Indoor Drone Delivers Fresh Coffee To Your Desk
Something is brewing in Amsterdam’s media and technology coworking hotspot “A Lab” on the north shores of the IJ in Amsterdam.
Coworking is an emerging trend around the world with Impact Hub leading the way across 6 continents. This new style of working involves the sharing of space, ideas, creativity and knowledge. Among consultants, (graduate) entrepreneurs, freelancers and small companies, coworking has become the alternative for working in coffee shops, cafes, or at home.
In the Dutch capital Amsterdam various coworking spaces have popped up in recent years as well, to name a few:
– The Hub for social entrepreneurs
– We Are Boutique for media, marketing and fashion professionals
– Jam Workspace for expat-focused and family-friendly businesses
– A Lab for new media and technology startups
Coworking spaces offer the appeal of a progressive workspace, blended with a casual and trendy feel, where you can work, play, socialize and connect with like-minded people and have access to the necessary things (meeting rooms, high-speed internet, printer etcetera) to run or start a business.
Located inside a former Shell laboratory, six A-Lab companies (Unc Inc, Instability We Trust, Puur Ontwerp, Skeyework, Screenturner, The Coffee Virus) have joined forces to create the “Coffee Copter”, a flying quadcopter that delivers fresh coffee from the coffee shop “The Coffee Virus” on the ground floor, to anyone in the four-level building.

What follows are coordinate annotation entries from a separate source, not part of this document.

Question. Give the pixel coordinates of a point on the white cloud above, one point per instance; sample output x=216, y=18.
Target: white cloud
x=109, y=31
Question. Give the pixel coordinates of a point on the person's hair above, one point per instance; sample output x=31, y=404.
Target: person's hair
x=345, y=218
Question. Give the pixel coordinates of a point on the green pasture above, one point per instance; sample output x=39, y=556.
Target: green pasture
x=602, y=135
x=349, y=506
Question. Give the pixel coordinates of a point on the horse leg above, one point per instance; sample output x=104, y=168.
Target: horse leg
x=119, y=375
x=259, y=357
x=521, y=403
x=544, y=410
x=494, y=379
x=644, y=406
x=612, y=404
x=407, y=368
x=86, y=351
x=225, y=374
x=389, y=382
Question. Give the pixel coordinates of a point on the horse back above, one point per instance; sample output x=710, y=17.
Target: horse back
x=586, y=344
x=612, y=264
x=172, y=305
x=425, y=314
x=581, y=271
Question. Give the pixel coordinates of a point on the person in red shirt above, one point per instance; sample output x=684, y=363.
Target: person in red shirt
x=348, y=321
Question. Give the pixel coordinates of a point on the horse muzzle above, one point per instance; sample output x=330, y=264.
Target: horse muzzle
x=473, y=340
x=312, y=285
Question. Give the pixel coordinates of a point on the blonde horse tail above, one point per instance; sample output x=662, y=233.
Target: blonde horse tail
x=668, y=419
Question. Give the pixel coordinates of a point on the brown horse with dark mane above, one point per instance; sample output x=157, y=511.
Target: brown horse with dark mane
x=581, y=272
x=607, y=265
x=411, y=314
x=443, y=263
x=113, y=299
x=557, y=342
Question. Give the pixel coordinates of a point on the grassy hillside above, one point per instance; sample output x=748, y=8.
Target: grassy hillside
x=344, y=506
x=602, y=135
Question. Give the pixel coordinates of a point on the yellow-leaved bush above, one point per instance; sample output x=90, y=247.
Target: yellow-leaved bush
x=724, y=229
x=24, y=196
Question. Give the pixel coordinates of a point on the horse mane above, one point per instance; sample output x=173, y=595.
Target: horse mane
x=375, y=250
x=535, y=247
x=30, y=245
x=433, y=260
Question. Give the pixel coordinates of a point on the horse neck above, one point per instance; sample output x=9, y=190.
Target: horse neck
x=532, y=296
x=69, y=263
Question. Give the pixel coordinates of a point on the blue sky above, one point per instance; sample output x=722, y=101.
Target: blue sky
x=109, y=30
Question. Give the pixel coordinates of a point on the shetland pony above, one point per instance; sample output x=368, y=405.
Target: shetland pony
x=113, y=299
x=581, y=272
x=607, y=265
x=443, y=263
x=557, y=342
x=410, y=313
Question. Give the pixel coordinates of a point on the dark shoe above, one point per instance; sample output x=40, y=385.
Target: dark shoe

Watch the recent successful test inside the building:
How does the Coffee Copter work?
After office workers place a coffee order using the Coffee Copter smartphone app, a message is sent to the coffee shop on the ground floor, where an employee from “The Coffee Virus” brews a regular coffee, espresso, cappuccino or latte. The coffee is placed into a coffee cup holder and attached to the coffee drone.
A 3D map allows the drone to fly various routes through the building. The Coffee Copter is further equipped with motion detectors, object recognition and stabilizers to avoid crashing into people, doors or pillars and to fly the fresh brew as straight as possible. When the Coffee Copter has reached its destination, it lands on a specially designed landing pillar and also gives a signal that the coffee is ready to drink.
In an interview with Dutch newspaper “Het Parool“, Unc Inc’s Floris de Langen shares that Coffee Copter is still in development stage. According to Floris, drones currently consume too much energy, and are not accurate enough in detecting surroundings, as they crash too often. They should be more powerful, yet also be more energy efficient and have better motion sensors to detect the area.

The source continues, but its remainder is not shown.